Aquella tarde yo acababa de terminar de leer El náufrago que empezaba de esta manera: “Un náufrago se hallaba solo en una isla, desde hacía un tiempo, no habría podido decir cuánto porque había perdido la cuenta. Tampoco podía decir si realmente era una isla. Había llegado a tierra por la playa frente a la cual seguía estacionado pasados los días, las semanas de esos días sin nombre ni número, quizás los meses”. Un comienzo inquietante que sigue con una reflexión sobre el arte que llega a un punto donde el protagonista tiene un encuentro lyncheano: “Tenía la costumbre de caminar un rato por la orilla antes de zambullirse, y esa vez, cuando había recorrido unos cientos de metros, encontró en la arena un pie humano, seccionado, descansando de lado en la arena”. Era un elemento inquietante que me llevaba a pensar en el caballo con montura que aparece suelto en algún momento de El desierto de los tártaros, de Dino Buzzati: como el indicio de que hay alguien más en ese lugar. Esa aparición era el clímax de la novela pero también su punto de fuga: como si él no supiera cómo sostener esa tensión, y enseguida pasa la acción a los balcones de la ciudad en las fiestas de fin de año. “Es como si César quisiera escapar de sus propias historias”, le dije a Chitarroni y me confió que a Aira le encantan los comienzos, que alguna vez le había confesado que tiene diez comienzos de novela, pero no puede seguir con ninguna. “Se esmera en los comienzos pero no en los finales, pero más allá de eso la inteligenia de Aira está por encima de su estilo, ¿no?”, dijo Chitarroni y en seguida, como se suceden las conversaciones de café, que se pasa de un autor a otro, me preguntó si conocía a Denton Welch.

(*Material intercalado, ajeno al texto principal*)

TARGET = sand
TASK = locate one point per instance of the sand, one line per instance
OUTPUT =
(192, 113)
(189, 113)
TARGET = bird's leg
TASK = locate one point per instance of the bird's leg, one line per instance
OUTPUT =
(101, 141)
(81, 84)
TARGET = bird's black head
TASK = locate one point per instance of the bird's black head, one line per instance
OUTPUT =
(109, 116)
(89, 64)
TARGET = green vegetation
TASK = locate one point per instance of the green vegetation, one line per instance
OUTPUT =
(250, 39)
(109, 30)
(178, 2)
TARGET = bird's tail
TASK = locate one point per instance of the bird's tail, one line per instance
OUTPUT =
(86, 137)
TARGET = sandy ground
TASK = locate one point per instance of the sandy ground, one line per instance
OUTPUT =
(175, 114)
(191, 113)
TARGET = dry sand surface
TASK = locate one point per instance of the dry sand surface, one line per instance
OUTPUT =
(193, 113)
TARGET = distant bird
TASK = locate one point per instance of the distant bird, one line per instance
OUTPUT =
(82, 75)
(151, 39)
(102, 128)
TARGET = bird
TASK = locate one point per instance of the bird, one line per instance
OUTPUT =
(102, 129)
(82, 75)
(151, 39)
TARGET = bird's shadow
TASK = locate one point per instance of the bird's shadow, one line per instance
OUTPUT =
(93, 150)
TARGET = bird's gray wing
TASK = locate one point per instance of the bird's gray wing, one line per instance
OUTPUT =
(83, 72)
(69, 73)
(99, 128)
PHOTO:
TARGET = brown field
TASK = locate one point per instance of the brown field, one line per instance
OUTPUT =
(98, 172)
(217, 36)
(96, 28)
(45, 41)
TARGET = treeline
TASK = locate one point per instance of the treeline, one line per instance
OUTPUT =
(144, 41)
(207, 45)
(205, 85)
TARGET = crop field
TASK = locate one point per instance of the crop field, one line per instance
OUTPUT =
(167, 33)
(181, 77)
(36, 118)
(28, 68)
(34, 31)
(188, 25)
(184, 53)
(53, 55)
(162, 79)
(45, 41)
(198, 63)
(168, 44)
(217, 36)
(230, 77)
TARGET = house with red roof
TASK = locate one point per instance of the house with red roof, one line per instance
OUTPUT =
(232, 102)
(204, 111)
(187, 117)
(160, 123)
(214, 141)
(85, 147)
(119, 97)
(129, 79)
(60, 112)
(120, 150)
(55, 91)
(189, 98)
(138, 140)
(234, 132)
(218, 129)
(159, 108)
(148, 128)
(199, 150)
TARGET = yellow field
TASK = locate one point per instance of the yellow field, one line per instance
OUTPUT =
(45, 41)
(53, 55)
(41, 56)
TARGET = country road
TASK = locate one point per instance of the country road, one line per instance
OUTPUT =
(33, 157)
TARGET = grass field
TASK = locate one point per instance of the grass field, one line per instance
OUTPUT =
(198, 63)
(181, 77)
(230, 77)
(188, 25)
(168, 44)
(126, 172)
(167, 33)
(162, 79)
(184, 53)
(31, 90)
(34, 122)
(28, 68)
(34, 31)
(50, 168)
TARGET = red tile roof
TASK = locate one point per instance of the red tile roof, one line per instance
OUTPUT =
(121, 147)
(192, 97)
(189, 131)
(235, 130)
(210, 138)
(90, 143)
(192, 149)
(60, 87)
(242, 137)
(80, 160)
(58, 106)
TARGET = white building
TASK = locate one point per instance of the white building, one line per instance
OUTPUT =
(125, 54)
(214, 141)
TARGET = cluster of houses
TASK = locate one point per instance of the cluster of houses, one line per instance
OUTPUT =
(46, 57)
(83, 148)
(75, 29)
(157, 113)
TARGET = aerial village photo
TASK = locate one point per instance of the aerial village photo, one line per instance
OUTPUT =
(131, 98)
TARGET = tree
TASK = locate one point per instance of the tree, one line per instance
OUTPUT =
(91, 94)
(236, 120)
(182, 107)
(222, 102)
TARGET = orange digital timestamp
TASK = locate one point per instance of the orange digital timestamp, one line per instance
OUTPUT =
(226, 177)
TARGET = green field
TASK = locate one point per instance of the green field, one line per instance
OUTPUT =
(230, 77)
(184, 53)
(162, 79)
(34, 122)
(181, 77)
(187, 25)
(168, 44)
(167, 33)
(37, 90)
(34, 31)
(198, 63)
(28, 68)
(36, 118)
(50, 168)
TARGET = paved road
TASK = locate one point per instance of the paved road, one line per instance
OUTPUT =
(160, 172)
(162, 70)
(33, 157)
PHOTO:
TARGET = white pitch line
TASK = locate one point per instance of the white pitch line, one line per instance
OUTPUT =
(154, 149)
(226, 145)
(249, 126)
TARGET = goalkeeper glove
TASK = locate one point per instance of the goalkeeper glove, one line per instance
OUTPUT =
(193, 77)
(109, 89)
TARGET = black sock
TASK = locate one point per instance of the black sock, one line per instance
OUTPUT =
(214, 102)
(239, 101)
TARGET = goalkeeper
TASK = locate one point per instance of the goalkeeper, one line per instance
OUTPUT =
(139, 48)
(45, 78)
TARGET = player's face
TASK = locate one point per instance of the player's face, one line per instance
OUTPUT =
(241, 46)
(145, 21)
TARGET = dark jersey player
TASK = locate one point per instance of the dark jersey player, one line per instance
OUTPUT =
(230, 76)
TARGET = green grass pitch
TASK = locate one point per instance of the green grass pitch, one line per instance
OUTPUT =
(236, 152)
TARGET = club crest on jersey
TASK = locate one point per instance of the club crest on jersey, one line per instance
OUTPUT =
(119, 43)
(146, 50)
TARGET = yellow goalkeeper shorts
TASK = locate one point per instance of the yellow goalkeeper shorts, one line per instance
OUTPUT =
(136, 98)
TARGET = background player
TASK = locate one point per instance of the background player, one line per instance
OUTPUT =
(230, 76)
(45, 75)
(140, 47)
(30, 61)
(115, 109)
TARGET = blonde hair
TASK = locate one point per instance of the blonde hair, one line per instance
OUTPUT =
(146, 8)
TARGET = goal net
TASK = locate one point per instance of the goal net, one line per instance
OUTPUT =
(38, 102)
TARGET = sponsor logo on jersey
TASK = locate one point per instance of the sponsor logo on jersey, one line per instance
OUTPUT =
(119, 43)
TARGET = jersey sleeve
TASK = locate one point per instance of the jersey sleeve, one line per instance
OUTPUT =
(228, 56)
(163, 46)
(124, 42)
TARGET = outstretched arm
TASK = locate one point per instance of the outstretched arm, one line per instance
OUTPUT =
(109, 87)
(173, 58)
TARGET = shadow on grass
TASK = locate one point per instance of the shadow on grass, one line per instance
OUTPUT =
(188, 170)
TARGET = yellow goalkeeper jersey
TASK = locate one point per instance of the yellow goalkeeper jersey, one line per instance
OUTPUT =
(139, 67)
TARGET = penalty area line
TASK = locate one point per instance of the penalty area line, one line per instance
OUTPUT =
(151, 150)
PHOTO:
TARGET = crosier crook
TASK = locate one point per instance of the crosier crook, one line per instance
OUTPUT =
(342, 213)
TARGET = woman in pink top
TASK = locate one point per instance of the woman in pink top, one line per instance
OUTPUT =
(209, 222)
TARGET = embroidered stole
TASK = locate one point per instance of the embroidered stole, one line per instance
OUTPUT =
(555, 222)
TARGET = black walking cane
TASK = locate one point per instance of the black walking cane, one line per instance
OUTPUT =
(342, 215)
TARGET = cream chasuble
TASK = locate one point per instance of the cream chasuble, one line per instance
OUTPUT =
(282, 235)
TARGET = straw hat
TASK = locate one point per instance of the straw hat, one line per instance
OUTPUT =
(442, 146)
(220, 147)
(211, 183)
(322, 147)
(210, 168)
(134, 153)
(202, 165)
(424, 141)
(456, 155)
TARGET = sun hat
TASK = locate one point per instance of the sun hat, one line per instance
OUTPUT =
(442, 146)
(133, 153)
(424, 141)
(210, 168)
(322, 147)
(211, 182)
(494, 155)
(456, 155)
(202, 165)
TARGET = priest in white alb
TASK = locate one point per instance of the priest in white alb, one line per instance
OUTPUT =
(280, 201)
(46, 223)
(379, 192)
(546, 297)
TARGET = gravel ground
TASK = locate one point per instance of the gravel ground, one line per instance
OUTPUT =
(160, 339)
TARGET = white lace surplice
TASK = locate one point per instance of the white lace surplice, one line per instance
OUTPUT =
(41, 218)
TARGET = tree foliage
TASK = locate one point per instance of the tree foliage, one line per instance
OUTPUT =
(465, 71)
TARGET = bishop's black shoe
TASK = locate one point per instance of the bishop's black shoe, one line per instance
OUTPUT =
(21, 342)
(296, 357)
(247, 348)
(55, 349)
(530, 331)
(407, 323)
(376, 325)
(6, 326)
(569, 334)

Nunca lo había leído y me recomendó empezar por En la juventud está el placer. Los puntos parecen conectarse de manera casual, porque justamente Aira sostiene que Welch es uno de esos autores que se descubren personalmente o en la forma de recomendación confidencial, por lo bajo, como un secreto que se confía a los iniciados. No lo sabíamos aquella tarde, pero años después, Chitarroni prologaría Bravo & Cruel, los cuentos cuyas pruebas Welch terminaría de corregir pero no alcanzaría a ver publicado. Es fascinante poder ver de qué manera Welch construye esas escenas de su vida cargadas de simpleza sin perder densidad.

Según Chitarroni, el sistema que Welch parece inventar, de una sencillez conmovedora, es el de hacer oraciones claras, inconfundibles y coleccionarlas en páginas perfectas. Sus textos pueden servir para una clase de escritura. La precisión es uno de los atributos que le admiraba Aira. Cada situación narrada pareciera tener su fórmula ideal. Esa precisión que menciona Aira no se aplica tanto a una gama determinada de percepciones sino al encadenamiento que las hizo sucederse cuando tenían lugar. Los detalles son importantes, desde luego, pero el virtuosismo de Welch, observa Aira, se luce en la reconstrucción, a veinte años de distancia, no de un salón o una lapicera sino de lo que sucedió una tarde, con cada uno de sus desplazamientos y los estados de ánimo que los acompañaron o provocaron y las palabras pronunciadas, y los gestos y las miradas. Decíamos antes que en nuestras conversaciones siempre se vuelve a Eliot y podría decirse que en Welch, “cada frase, cada oración, es fin y es principio”. En el recuerdo de aquella tarde en la que Chitarroni me recomendó leer a Denton Welch ocurre lo mismo.